As far as blessings go, the blessing Jacob gives to Joseph and his grandsons is breathtakingly meaningful. In fact, certain scholars see Jacob’s blessing, with its refrain of “The God… the God… the angel…” as the predecessor of the well-known Aaronic blessing in Numbers 6.24-26. Such a blessing, coming from a man who lived his faith, did not let go once he grasped on to God (remember his wrestling in Genesis 32), who fled from danger on more than one occasion, and who trusted God to be his closest relative and redeemer (the Hebrew sense of the word used for “rescuer” is kinsman-redeemer— the sort of rescuing depicted in Ruth), carries with it the weight of God’s glory and the power of the Holy Spirit. Notice too, that most of the blessing is about the power, presence and purpose of God: the one before whom the patriarchs walked, the one who accompanied and kept Jacob himself safe in the present, may this almighty God bless these boys and go with them so as to keep God’s promises alive!

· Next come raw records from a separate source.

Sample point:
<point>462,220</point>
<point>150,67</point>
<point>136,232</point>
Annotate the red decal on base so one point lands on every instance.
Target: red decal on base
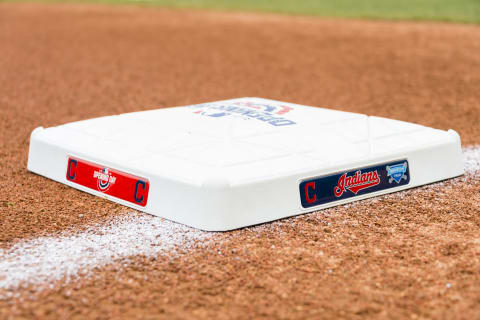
<point>113,182</point>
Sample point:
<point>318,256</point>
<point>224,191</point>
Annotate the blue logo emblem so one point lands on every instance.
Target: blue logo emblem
<point>246,110</point>
<point>397,172</point>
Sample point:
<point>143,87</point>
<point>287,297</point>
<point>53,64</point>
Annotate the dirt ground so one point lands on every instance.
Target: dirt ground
<point>415,256</point>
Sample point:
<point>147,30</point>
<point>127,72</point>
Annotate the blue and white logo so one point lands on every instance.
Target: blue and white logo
<point>273,114</point>
<point>397,172</point>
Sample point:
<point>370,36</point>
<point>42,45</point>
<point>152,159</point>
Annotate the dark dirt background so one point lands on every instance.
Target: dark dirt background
<point>392,258</point>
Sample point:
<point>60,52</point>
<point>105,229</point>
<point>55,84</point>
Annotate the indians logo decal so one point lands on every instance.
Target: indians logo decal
<point>357,182</point>
<point>271,114</point>
<point>353,183</point>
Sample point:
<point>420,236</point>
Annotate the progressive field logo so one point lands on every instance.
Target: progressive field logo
<point>348,184</point>
<point>268,113</point>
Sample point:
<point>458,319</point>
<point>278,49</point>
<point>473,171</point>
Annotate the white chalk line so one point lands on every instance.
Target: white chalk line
<point>44,260</point>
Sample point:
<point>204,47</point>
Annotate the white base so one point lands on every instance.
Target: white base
<point>219,166</point>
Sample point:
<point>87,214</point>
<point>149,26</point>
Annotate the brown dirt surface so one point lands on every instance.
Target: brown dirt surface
<point>414,256</point>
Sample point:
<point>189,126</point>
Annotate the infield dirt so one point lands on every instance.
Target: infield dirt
<point>414,254</point>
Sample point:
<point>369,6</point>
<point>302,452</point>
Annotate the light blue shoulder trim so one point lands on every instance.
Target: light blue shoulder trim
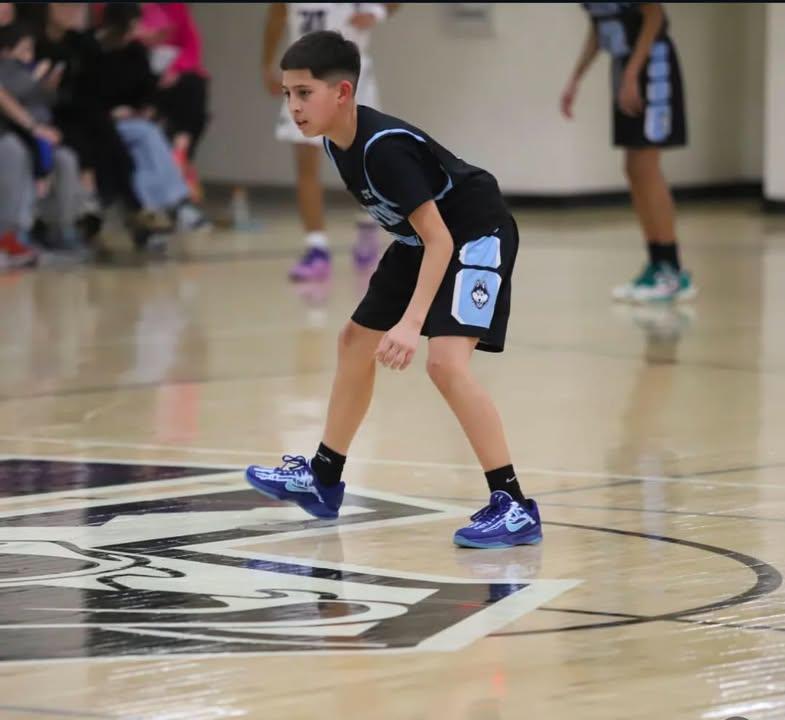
<point>326,142</point>
<point>397,131</point>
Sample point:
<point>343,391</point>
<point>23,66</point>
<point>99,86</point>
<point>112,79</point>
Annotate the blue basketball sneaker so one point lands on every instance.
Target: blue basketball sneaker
<point>295,482</point>
<point>502,523</point>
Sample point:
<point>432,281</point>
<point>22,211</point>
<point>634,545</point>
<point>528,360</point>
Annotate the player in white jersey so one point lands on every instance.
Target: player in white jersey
<point>355,22</point>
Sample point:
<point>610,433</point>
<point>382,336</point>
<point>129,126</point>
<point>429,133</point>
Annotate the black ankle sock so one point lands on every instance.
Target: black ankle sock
<point>669,253</point>
<point>327,465</point>
<point>505,479</point>
<point>653,248</point>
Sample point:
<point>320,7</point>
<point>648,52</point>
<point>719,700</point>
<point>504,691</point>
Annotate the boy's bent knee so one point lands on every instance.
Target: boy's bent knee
<point>356,339</point>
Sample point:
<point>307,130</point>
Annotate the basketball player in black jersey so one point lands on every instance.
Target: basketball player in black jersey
<point>648,115</point>
<point>446,275</point>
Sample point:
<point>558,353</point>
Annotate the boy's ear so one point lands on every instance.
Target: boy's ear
<point>345,91</point>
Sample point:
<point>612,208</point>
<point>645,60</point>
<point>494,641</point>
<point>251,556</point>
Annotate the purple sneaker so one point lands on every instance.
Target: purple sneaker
<point>503,522</point>
<point>313,265</point>
<point>366,249</point>
<point>295,482</point>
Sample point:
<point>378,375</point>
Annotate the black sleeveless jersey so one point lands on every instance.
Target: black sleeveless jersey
<point>392,167</point>
<point>618,26</point>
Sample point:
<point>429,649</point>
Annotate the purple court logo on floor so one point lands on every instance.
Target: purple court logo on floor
<point>178,567</point>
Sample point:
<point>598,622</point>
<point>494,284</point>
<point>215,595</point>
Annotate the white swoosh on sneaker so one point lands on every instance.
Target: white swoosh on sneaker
<point>293,487</point>
<point>514,526</point>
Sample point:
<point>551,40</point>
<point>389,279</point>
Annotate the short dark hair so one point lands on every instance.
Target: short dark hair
<point>119,16</point>
<point>326,54</point>
<point>11,35</point>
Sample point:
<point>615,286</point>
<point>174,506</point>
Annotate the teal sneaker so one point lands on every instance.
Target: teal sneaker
<point>655,283</point>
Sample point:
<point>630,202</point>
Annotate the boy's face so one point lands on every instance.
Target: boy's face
<point>314,104</point>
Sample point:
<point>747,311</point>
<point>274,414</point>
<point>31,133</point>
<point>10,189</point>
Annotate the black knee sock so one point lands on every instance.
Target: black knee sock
<point>327,465</point>
<point>669,253</point>
<point>664,253</point>
<point>653,248</point>
<point>505,479</point>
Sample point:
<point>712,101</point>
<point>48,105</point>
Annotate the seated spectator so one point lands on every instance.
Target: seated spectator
<point>28,94</point>
<point>62,39</point>
<point>122,82</point>
<point>175,47</point>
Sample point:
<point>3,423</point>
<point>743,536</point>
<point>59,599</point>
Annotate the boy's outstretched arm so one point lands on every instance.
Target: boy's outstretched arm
<point>591,48</point>
<point>274,28</point>
<point>398,345</point>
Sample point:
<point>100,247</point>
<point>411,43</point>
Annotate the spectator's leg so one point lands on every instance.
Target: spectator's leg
<point>157,182</point>
<point>17,186</point>
<point>60,209</point>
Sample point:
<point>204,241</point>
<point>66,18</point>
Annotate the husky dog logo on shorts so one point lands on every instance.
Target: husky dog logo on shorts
<point>480,294</point>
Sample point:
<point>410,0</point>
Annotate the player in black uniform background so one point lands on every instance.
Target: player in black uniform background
<point>648,115</point>
<point>447,276</point>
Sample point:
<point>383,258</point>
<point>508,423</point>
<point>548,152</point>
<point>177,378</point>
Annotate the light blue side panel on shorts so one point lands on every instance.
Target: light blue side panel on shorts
<point>474,296</point>
<point>485,252</point>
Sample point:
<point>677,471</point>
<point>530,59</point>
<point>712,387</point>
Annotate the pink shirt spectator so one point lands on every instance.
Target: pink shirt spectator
<point>170,31</point>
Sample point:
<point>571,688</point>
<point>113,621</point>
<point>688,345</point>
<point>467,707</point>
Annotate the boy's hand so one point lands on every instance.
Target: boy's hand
<point>47,133</point>
<point>568,98</point>
<point>42,67</point>
<point>629,99</point>
<point>397,347</point>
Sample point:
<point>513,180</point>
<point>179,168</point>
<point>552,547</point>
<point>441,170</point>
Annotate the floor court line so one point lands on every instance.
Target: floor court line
<point>383,462</point>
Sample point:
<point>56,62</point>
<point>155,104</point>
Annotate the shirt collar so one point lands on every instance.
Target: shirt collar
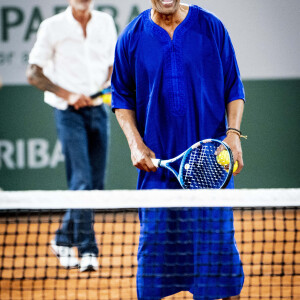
<point>71,18</point>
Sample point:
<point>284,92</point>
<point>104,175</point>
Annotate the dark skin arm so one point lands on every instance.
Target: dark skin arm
<point>140,154</point>
<point>235,111</point>
<point>36,77</point>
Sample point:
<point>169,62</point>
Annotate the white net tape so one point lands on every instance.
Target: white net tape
<point>150,198</point>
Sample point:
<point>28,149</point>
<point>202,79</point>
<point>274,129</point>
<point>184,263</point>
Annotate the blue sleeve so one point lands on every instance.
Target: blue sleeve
<point>123,84</point>
<point>234,88</point>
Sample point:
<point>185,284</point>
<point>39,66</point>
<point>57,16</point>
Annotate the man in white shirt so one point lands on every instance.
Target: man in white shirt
<point>71,60</point>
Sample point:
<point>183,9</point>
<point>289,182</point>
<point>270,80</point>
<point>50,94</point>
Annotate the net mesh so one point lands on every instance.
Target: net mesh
<point>267,237</point>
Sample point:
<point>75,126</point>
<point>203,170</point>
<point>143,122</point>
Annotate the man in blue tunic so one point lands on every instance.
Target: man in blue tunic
<point>175,82</point>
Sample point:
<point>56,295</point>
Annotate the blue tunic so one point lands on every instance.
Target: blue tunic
<point>179,89</point>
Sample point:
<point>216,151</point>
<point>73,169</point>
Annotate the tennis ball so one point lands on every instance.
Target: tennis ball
<point>106,98</point>
<point>223,160</point>
<point>236,165</point>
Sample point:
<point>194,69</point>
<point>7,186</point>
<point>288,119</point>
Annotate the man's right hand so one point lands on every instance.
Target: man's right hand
<point>141,157</point>
<point>79,100</point>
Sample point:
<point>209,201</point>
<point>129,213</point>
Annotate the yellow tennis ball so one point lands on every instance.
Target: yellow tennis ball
<point>236,164</point>
<point>106,98</point>
<point>223,158</point>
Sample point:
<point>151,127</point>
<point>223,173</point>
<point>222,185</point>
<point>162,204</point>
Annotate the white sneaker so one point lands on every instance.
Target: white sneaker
<point>88,262</point>
<point>65,255</point>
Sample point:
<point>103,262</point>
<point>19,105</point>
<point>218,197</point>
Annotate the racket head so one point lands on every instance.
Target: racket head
<point>199,168</point>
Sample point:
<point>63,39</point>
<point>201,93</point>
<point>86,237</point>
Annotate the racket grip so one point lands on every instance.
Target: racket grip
<point>156,162</point>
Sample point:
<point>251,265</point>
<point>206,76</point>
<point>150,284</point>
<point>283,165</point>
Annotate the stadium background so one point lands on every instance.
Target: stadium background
<point>266,39</point>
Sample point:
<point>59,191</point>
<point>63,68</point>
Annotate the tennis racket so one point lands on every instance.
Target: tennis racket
<point>198,167</point>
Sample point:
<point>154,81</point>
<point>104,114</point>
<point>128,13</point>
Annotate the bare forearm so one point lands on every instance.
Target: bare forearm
<point>37,78</point>
<point>140,154</point>
<point>235,111</point>
<point>127,121</point>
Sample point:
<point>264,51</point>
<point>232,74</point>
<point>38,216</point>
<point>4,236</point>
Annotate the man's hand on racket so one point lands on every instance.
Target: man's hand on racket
<point>234,142</point>
<point>141,157</point>
<point>79,100</point>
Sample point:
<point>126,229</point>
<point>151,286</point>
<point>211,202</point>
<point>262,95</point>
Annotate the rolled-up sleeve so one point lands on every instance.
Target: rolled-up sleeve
<point>234,88</point>
<point>123,85</point>
<point>43,50</point>
<point>113,34</point>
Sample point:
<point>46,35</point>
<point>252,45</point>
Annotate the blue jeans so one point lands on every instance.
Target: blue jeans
<point>84,136</point>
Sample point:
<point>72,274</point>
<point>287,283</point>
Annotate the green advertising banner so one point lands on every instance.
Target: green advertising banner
<point>30,155</point>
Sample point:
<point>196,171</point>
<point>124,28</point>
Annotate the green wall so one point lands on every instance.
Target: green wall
<point>271,121</point>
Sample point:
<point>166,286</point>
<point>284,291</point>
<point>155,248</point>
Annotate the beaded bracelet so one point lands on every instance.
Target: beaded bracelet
<point>236,131</point>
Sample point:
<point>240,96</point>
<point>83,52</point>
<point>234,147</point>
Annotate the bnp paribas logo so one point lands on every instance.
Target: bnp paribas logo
<point>34,153</point>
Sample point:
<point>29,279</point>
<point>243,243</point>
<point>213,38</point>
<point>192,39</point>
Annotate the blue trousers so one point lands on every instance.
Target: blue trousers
<point>84,138</point>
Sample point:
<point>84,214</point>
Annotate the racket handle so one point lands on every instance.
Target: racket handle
<point>156,162</point>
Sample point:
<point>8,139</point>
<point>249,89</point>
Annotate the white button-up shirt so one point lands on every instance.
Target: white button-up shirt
<point>76,63</point>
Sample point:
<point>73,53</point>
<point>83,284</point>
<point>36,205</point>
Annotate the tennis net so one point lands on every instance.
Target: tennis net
<point>266,229</point>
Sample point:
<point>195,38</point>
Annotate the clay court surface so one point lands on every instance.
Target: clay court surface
<point>270,254</point>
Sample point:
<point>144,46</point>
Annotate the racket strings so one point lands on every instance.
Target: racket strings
<point>201,169</point>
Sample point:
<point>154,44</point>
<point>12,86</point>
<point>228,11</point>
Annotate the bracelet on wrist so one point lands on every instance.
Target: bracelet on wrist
<point>236,131</point>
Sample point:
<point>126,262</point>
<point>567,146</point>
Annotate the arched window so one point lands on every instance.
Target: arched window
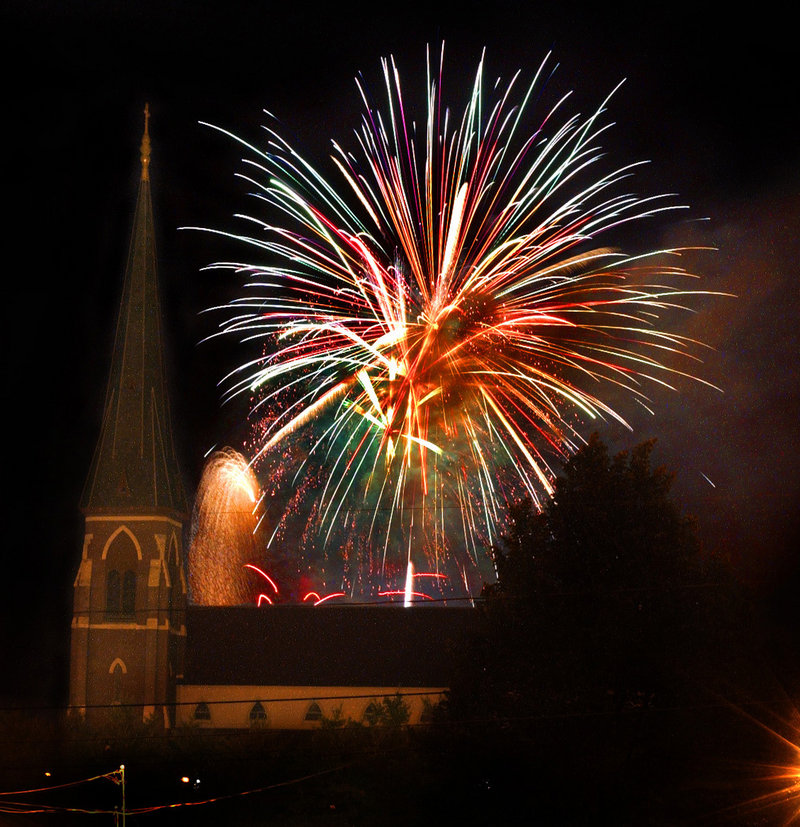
<point>113,592</point>
<point>373,712</point>
<point>129,593</point>
<point>117,670</point>
<point>313,713</point>
<point>258,714</point>
<point>202,712</point>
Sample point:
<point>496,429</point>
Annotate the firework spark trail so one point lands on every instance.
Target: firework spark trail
<point>447,314</point>
<point>224,538</point>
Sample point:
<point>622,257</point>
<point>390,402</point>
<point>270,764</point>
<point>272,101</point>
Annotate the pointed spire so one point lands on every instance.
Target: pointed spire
<point>135,467</point>
<point>145,147</point>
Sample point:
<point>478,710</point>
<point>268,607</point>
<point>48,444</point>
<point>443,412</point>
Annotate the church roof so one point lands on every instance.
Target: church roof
<point>135,467</point>
<point>334,646</point>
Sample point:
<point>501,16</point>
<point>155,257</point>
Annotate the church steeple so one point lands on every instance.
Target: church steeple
<point>128,623</point>
<point>135,466</point>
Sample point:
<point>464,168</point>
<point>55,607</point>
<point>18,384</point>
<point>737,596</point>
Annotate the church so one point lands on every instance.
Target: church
<point>137,639</point>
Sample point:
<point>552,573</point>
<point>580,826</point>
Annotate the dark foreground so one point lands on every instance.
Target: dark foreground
<point>714,764</point>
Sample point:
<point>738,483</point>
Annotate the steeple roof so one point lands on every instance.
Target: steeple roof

In my tradition, we baptize infants as part of God’s covenant. In the moment directly after their baptism, I hold their face in my hands and give them the Aaronic blessing, each time using their name instead of ‘you’ to emphasize the Father’s love and care for them; it serves as a prayer that God would keep his covenant promises all their life. To me, it’s the same sort of blessing that Jacob gives to Joseph, Ephraim and Manasseh because it connects the past, present and future in the life of an individual. I give to them the blessing of God, who— like Jacob with Ephraim and Manasseh— chooses to see them as his adopted child.

Baptism for Christians is also about recognizing the gift and blessings of knowing Christ and being a member of God’s family, co-heirs of God’s promises in Jesus. Galatians 3.28-29 expresses so well what it means to be an heir, adopted into God’s family: “There is no longer Jew or Greek, there is no longer slave or free, there is no longer male and female; for all of you are one in Christ Jesus. And if you belong to Christ, then you are Abraham’s offspring, heirs according to the promise.” Just as Jacob blessed his grandsons and elevated them to the place of sons so as to ensure their involvement in the promise, Christ has made us the heirs of that very same promise. Jesus is the fulfillment of the promise and the one who gives us our status before the Father in heaven.